Rispetta la dignità e la vita umana, evita gli sprechi energetici, agisci contro le ingiustizie razziali. Sono solo alcuni dei 12 doveri espressi nella “The Trieste Declaration of Human Duties”, la Carta dei Doveri Umani, un codice di etica e responsabilità condivisa sulla salvaguardia della dignità umana, la protezione dell’ambiente e il mantenimento della pace fra i popoli.  Nata da un’idea del professor Roger Sperry, la Carta fu, poi, fortemente sostenuta dal Premio Nobel Rita Levi-Montalcini e sottoscritta da decine di insigni accademici, fra cui numerosi Premi Nobel.

“Oggi all’alba del Terzo Millennio sono i doveri dei Paesi ad alto livello che superano di gran lunga i diritti. Soltanto se riusciremo a promulgare e diffondere l’importanza dei doveri umani, ci sarà un futuro per l’umanità”. Queste le parole che il Premio Nobel Rita Levi-Montalcini ha pronunciato in più di un’occasione parlando della Carta dei Doveri. Una delle prime volte fu a Trieste durante la cerimonia di assegnazione della laura ad honoris causa, conferitale dall’ateneo triestino.

Oggi, a circa venti anni di distanza, proprio a Trieste, in occasione di Esof2020, The Trieste Declaration of Human Duties riprende vigore con la rinascita dell’ICHD – International Council of Human Duties, l’associazione che assieme all’Università di Trieste la promulgò nel 1993.

“Un periodo molto intenso per la Carta, quello” racconta Piera Levi-Montalcini, nipote del Premio Nobel, nel video proiettato nel corso dell’evento “Poi in un certo senso è andata in letargo, ma non lo è mai andata realmente perché ne ho sempre parlato nelle scuole.
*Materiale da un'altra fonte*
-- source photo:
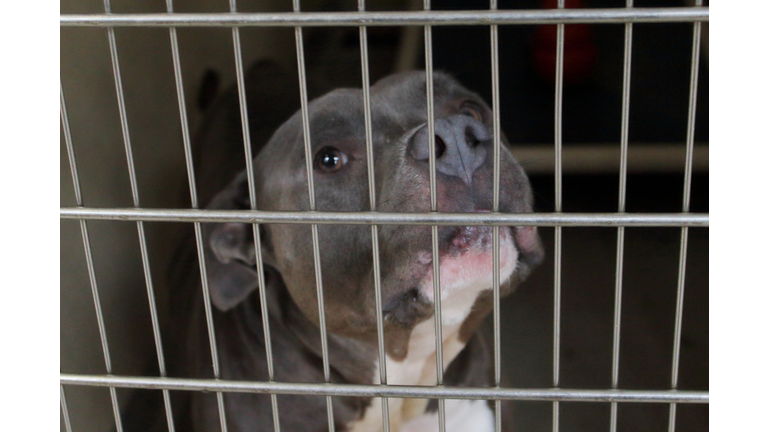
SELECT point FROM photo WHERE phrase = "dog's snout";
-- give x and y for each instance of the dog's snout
(457, 153)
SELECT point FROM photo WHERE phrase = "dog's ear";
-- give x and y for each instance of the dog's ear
(231, 264)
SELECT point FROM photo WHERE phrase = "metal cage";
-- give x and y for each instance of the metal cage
(493, 18)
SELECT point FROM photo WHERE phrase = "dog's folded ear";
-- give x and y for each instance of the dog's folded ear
(231, 264)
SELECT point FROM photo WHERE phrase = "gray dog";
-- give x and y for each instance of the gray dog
(464, 154)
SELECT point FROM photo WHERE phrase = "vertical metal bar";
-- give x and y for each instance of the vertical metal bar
(686, 207)
(622, 209)
(558, 208)
(64, 409)
(374, 228)
(198, 230)
(139, 225)
(433, 207)
(252, 195)
(89, 257)
(312, 207)
(496, 180)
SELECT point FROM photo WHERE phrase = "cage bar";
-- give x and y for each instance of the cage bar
(139, 224)
(558, 209)
(64, 409)
(88, 256)
(188, 159)
(241, 92)
(374, 229)
(622, 207)
(433, 207)
(496, 106)
(398, 391)
(311, 187)
(695, 57)
(382, 218)
(402, 18)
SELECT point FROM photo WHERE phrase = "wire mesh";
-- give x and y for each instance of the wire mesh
(362, 19)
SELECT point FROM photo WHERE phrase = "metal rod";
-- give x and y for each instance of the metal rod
(374, 228)
(420, 392)
(695, 57)
(312, 208)
(139, 224)
(438, 317)
(496, 186)
(89, 255)
(64, 409)
(400, 18)
(622, 207)
(198, 229)
(244, 119)
(381, 218)
(558, 208)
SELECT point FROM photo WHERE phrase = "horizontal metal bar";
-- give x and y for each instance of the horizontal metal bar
(326, 389)
(606, 158)
(379, 218)
(402, 18)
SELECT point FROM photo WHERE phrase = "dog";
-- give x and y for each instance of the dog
(464, 179)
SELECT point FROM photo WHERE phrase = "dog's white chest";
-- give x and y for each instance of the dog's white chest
(462, 280)
(419, 368)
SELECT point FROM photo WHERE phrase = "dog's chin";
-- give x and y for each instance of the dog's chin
(466, 266)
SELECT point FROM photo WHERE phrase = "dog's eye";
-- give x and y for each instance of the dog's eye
(330, 159)
(472, 110)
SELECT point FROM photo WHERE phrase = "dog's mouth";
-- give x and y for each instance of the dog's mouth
(466, 264)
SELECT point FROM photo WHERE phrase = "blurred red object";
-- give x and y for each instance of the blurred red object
(579, 51)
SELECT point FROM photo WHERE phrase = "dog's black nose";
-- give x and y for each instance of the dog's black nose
(456, 146)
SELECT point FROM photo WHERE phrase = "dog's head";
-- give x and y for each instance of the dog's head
(464, 184)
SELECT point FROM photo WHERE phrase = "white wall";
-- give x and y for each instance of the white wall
(153, 119)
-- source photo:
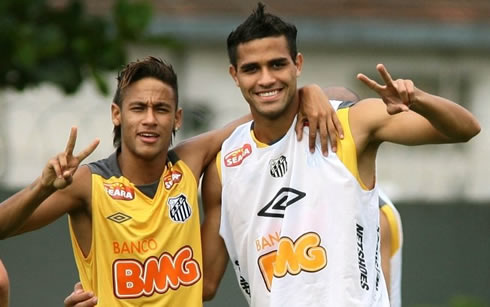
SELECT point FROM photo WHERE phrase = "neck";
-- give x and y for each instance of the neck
(141, 171)
(268, 130)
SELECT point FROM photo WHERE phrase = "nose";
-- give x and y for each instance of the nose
(149, 118)
(266, 78)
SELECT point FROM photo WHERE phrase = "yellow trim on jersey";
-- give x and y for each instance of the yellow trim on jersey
(394, 228)
(346, 148)
(257, 142)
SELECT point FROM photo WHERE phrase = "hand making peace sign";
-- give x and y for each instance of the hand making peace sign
(398, 95)
(58, 173)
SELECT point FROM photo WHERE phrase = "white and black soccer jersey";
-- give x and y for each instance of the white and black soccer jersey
(396, 229)
(299, 228)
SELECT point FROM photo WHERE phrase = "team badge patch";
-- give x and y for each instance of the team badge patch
(119, 191)
(119, 217)
(278, 167)
(179, 209)
(172, 179)
(236, 157)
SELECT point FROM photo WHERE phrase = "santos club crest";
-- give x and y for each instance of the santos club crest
(179, 209)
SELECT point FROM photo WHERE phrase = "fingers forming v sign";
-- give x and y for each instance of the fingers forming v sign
(59, 171)
(398, 95)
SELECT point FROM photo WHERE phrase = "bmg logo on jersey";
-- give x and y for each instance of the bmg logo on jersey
(119, 191)
(278, 167)
(179, 209)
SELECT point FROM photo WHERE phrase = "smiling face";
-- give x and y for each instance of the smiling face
(147, 118)
(266, 75)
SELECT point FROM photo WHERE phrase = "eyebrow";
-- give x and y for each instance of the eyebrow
(255, 64)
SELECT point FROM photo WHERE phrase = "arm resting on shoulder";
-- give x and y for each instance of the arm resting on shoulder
(215, 256)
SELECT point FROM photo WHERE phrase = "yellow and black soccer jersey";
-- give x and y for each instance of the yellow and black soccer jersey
(146, 246)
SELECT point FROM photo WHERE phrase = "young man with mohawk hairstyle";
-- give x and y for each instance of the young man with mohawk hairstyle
(133, 217)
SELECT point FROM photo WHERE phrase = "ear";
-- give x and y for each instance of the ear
(179, 114)
(116, 114)
(233, 72)
(299, 64)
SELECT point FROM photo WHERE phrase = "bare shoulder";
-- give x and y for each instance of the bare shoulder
(79, 193)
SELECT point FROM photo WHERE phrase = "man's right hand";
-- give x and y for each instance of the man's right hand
(80, 298)
(58, 173)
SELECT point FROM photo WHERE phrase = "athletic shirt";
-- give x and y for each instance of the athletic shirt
(299, 227)
(395, 224)
(146, 247)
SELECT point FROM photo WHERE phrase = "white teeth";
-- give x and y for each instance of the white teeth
(268, 94)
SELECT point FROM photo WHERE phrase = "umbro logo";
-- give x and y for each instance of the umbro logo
(283, 199)
(119, 217)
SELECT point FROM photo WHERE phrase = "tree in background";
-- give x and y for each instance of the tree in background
(65, 45)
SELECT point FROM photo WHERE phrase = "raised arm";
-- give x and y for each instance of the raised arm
(80, 298)
(407, 115)
(321, 117)
(215, 256)
(385, 248)
(51, 195)
(4, 286)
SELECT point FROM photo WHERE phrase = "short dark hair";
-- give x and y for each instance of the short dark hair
(149, 67)
(260, 25)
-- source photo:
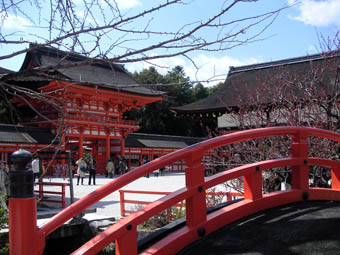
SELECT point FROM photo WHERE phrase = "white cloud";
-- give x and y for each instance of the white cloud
(122, 4)
(14, 22)
(127, 4)
(319, 13)
(209, 69)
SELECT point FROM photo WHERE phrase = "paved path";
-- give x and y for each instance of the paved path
(110, 205)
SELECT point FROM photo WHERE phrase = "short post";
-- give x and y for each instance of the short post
(22, 207)
(122, 203)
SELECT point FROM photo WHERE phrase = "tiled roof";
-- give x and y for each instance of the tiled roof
(102, 74)
(160, 141)
(244, 79)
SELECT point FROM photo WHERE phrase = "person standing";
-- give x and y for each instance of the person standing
(81, 171)
(110, 168)
(92, 170)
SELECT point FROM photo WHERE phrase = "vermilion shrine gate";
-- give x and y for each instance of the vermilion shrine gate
(92, 99)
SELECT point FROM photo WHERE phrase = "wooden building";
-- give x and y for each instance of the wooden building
(268, 86)
(86, 102)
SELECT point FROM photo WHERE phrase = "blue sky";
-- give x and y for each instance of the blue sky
(294, 33)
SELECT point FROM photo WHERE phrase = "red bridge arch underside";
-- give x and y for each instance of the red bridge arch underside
(198, 223)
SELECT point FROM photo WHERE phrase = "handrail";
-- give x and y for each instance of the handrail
(124, 232)
(123, 201)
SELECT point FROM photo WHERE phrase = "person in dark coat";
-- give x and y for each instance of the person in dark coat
(92, 171)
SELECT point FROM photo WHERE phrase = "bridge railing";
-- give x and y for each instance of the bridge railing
(198, 223)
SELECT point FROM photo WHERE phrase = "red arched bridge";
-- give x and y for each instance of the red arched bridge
(27, 238)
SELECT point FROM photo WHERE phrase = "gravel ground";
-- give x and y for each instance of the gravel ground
(110, 205)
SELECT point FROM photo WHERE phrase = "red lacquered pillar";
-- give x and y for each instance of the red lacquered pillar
(22, 207)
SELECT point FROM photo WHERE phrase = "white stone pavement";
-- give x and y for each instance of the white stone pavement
(110, 205)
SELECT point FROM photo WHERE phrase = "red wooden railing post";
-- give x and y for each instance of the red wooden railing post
(300, 173)
(63, 199)
(253, 185)
(335, 173)
(23, 233)
(122, 203)
(194, 176)
(127, 243)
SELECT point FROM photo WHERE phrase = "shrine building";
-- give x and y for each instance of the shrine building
(85, 107)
Quindi, anche se in parte non ha più lavorato, è rimasta nel cuore di tantissimi, me compresa, e il fatto che in questo periodo si pensi di rivitalizzarla e riproporla per me è fonte di grande gioia e penso lo sarebbe anche per la zia”.

“Una Carta nata a Trieste e che da Trieste vuole ripartire” ha commentato il presidente di Area Science Park Sergio Paoletti, tra i primi sostenitori della Carta, “Credo che sia arrivato il momento di ridare ai principi la diffusione che meritano. La Carta dei doveri è un appello alla responsabilità condivisa, una presa di coscienza nei confronti dei doveri che abbiamo nei confronti dell’umanità e del mondo. Ed è particolarmente significativo che parta dal mondo della scienza. È la strada che dobbiamo percorrere per costruire un futuro migliore”.

La Carta dei doveri è stata lanciata in occasione del “A dialogue on sustainability focusing on research, ethics and the future“, un incontro dedicato a etica, sostenibilità e futuro, a cui hanno partecipato Joanne Fox-Przeworski, member of the Board of Directors, Environmental Integrity Project, Washington DC e Former Chair of Green Seal, e Sergio Paoletti, Presidente di Area Science Park, e l’economista americano Jeffrey Sachs.